Practical Procedural Macros

2022-06-28

Summary: An explaination of how to implement practical procedural macros in the Rust programming language. Explains the different types of macros, then shows an implementation of a procedural macro following best practices, focusing on testing and ergonomics. Assumes some familiarity with Rust.

In Rust, a macro is code that writes other code, enabling metaprogramming.

Rust uses macros to add features on top of the core language, like the println!() macro, providing variadic arguments and string interpolation. They can also be used for code generation, removing the need for error-prone copy-and-paste programming. Macros are even powerful enough to create domain-specific languages, or type-checked SQL at compile-time.

When should you use or not use procedural macros?

To be clear - most of the time, you don't need procedural macros.

Declarative macros, the classic form of macros, rely on purely declarative logic. They look something like this:

macro_rules! expr {
    (eval $a:expr + $b: expr) => {
        println!("{}", $a + $b);
    }
}

expr!(eval 1 + 2);
// evaluates to
println!("{}", 1 + 2);

They use their own separate, declarative language.

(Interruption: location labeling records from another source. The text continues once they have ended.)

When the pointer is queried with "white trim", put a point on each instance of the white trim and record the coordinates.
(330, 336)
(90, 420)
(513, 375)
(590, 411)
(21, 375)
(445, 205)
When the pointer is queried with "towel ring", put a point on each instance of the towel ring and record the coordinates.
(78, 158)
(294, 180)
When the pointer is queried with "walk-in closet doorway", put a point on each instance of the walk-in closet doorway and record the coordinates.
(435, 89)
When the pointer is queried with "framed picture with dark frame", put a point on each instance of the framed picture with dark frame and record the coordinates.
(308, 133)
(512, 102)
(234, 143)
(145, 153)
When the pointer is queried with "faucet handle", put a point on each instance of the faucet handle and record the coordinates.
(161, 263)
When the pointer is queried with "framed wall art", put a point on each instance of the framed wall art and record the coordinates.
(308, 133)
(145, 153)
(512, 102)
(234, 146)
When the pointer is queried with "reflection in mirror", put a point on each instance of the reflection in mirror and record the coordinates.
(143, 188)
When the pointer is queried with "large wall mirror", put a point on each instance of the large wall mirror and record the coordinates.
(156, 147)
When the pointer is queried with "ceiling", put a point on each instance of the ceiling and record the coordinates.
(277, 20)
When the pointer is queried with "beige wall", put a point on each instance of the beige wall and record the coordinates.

But declarative macros are not without warts and are pretty hard to understand if they get bigger and bigger.

Rust introducted procedural macros in Rust 1.30 for custom #[attributes]. Unlike declarative macros, proc macros use Rust directly, so you're writing the macros in the same language, which makes it much easier to scale. For this reason, you should consider proc macros if you need to deal with a large macro.

But procedural macros have drawbacks. First, to do anything practical, you'll likely need the syn library, notorious for long build times. And second, there are still many footguns left in proc macros today. This guide will explain the ones I know of.

Note that once you do invest into procedural macros, it's easier to write the next ones, because a fair bit of the cost is up-front.

Overall, consider procedural macros if one of these applies:

A short primer

There are three different types of procedural macros:

These types differ only by their syntax when invoked. Function-like, as their name suggests, act like your usual declarative macros.

Derive macros can apply in any #[derive(..)] block. This makes them most interesting for macros that need to generate code on structs.

Attributes macros are a more general version, which can be applied to any "item" in Rust: structs, traits, functions, types and so on. The tokio::main macro is a good example of why to use this kind of macro: it decorates a main function, without having to add an extra level of indentation. Compare with the function like syntax:

tokio_main! { // extra indentation
    fn main() {
        println!("hello world")
    }
}

The most important difference is procedural macros operate on tokens, not the AST directly, so the proc macro has to reimplement parsing of Rust source code.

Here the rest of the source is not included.